The consensus, then, is that the Arena Games have a long-term future, beyond the pandemic.
“I am very confident that the SLT Arena Games are here to stay,” says D’hulst. “It reaches and engages a new audience, the athletes like it, and it adds a completely new and innovative dimension to our sport. It fits so well with the trend we see with sport in general to introduce and support esports variations.
“Triathlon, as an Olympic sport, has that same drive to align with the International Olympic Committee. Any event that in its inception phase can reach 15 million people digitally, have more than 300 broadcasts and be so heavily talked about in the media shows great potential. They say Covid-19 has expedited certain trends in different aspects of life. This is one for triathlon events.”
The Arena Games also introduced its first para races this year, supporting para-athletes whose race opportunities have been limited in the lead-up to the Paralympic Games in Tokyo.

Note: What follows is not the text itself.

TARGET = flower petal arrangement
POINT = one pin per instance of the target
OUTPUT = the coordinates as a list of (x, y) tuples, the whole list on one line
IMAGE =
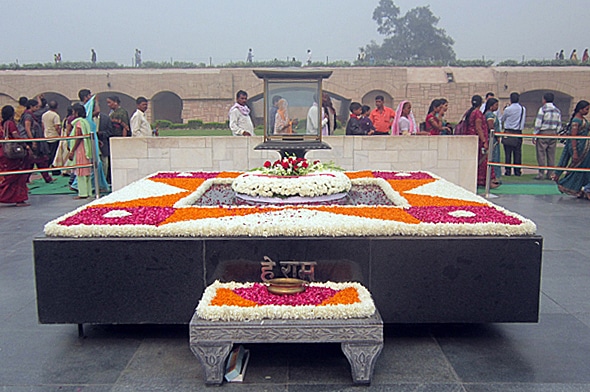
[(251, 301), (203, 204)]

Youth and junior races are also being explored.
D’hulst envisages the Arena Games expanding from a one-off event format to a race series in 2022. With this in mind, Super League Triathlon is actively looking for new hosts who want to leverage and embrace the concept, with D’hulst planning for the series to take place in the first quarter of next year.
“Our top priority is always finding hosts whose values align with ours,” he adds. “Our modern selection process is based on shared goals and talking to hosts who are looking to showcase themselves as innovators, promote equality in sport and an active lifestyle.
“We are taking expressions of interest now for 2022 and plan to announce our SLT Arena Games calendar after our Championship Series in September. We want to partner with hosts who not only have the core technical requirements but are willing to invest in inspiring audiences.
“The most basic requirement is a venue with a swimming pool and the space and technical aspects we need for the sporting spectacle and production. As we come out of Covid-19, we also want the opportunity to host spectators.
“We want hosts who are committed to running a safe event and want to work creatively with us to maximise exposure. Obviously, there is a sharing of costs financially to be considered, but Super League Triathlon always remains responsible for delivering the event so there are no additional risks for host cities.”
With Covid-19 restrictions beginning to ease, there is every hope that when the series takes place next year, audiences will be engaged in-person, as well as from afar.